O Portugal futuro desenhado por Agostinho da Silva é pouco claro, e nesse sentido contrasta com o trabalho levado a cabo, por exemplo, por Raul Proença, Jaime Cortesão ou António Sérgio, figuras ligadas à Seara Nova, revista a que também Agostinho esteve ligado. Ao contrário destes conhecidos nomes, que apresentaram propostas concretas,  ligadas ao desenvolvimento económico e material, Agostinho da Silva pautou-se por utopias. Para o grupo da Seara Nova, o signo essencial era o da acção, o da transformação prática, e era por esse motivo que Agostinho dos seus membros dizia que jamais haviam sido aquilo que poderíamos chamar “intelectuais puros”[5]. Se o filósofo se debruçava sobre a economia, se sublinhava a urgência de desenvolver a tecnologia, era para afirmar que a economia deveria desaparecer por completo, que a humanidade dever-se-ia libertar dessa escravidão chamada trabalho. A sua ideia era a de que o homem deveria ser criatura livre no tempo e no espaço, livre de categorizações auto-impostas.

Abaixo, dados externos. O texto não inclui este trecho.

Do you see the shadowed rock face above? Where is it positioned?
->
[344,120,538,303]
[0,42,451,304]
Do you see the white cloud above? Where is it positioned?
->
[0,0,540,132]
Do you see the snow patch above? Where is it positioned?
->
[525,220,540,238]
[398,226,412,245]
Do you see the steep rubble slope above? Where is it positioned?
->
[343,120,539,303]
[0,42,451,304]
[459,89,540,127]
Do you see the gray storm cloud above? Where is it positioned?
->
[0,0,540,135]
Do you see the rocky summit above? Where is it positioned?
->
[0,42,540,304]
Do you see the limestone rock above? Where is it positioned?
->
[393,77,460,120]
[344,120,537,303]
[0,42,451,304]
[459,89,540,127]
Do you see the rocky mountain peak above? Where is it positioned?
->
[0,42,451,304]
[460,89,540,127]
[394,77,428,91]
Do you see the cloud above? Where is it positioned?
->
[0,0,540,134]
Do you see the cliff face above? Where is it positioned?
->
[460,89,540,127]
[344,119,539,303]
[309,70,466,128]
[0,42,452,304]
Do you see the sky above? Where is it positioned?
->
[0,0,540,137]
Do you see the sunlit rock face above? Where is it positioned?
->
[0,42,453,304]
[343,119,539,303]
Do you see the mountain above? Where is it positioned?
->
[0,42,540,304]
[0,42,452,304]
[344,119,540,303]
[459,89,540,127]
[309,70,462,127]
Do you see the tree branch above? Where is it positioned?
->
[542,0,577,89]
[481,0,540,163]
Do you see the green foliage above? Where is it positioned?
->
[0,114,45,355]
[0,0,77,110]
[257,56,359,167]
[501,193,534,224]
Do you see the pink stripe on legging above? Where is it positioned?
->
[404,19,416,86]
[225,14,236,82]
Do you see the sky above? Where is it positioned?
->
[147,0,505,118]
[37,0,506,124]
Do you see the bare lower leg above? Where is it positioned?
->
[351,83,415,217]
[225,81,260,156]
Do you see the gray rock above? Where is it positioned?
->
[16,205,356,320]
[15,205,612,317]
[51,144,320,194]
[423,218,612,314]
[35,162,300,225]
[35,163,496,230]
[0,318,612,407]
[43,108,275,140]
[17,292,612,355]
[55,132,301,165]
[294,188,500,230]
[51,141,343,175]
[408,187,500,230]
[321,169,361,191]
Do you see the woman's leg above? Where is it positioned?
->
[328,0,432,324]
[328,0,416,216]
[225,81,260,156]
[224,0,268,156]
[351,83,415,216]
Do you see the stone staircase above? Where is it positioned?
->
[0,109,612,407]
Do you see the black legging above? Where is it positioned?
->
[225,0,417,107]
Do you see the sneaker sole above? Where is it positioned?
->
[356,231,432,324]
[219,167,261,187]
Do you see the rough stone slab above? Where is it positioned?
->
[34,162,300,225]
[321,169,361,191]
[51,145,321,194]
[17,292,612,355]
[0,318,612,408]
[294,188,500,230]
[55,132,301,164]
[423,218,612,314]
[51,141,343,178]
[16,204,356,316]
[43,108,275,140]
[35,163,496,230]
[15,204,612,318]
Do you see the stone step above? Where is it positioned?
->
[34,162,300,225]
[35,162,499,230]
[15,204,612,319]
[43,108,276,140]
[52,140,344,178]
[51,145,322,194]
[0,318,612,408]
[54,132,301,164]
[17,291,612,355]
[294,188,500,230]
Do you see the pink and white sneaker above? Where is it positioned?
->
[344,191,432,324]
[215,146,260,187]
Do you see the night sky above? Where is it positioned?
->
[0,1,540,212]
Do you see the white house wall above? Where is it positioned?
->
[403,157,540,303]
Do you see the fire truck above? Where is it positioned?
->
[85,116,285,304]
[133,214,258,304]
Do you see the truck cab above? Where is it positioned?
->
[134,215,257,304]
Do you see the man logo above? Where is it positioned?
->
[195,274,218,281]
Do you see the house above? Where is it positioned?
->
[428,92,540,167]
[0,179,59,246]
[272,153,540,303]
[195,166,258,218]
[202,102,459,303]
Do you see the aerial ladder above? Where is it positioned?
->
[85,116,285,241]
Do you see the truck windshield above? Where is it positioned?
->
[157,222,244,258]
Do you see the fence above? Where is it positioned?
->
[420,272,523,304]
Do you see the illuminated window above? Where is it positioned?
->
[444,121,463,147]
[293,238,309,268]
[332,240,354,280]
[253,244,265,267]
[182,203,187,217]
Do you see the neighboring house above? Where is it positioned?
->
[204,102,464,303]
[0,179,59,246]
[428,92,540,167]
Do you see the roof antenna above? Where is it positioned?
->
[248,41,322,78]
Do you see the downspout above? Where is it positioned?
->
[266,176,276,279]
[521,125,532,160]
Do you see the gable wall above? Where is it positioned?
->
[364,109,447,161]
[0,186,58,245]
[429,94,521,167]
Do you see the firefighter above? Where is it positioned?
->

Não obstante seja para o futuro que Agostinho aponta, é no passado que a sua obra se move, na glorificação dos heróis nacionais, na defesa do que é mais tradicional e puro na cultura portuguesa. Por outro lado, mais do que exaltar o espírito dos Descobrimentos, como fizeram tantos outros autores, interessa a Agostinho destacar as lutas pela independência contra Castela. Observa mesmo que o que Portugal fez de maior no mundo não foi nem o Descobrimento, nem a conquista, nem a formação das nações ultramarinas, mas o ter resistido a Castela. E no seu entendimento não houve batalha mais importante na Europa do que a de Aljubarrota[6]. E era por tanto e tão bravamente ter resistido às pressões castelhanas que Portugal representava uma esperança de “futura liberdade” para as outras nações da Península: “Portugal é, de todos os cantos da Península, o único que tem verdadeiramente génio político, talvez, de todas as gentes que falam latim pelo mundo, o único real herdeiro do povo romano"[7]. Contudo, este mundo profundamente nacionalista de Agostinho da Silva é também idealista, utópico, isto é, irreal, “não das existências mas das essências intangíveis, puramente ideais”[8], sempre do futuro, às vezes imaginário, como aquele em que se imagina D. João VI a decidir criar um universo português feito de nações independentes e livres com o seu centro de gravidade não mais em Portugal, mas no Brasil. Paradoxalmente, este alargamento de Portugal ao Brasil não era visto por Agostinho como uma forma de tornar Portugal cosmopolita, antes como um modo de livrar o país das daninhas influências europeias que não o tinham deixado ter nem regime cultural, nem acção política “verdadeiramente adequadas à sua mentalidade"[9].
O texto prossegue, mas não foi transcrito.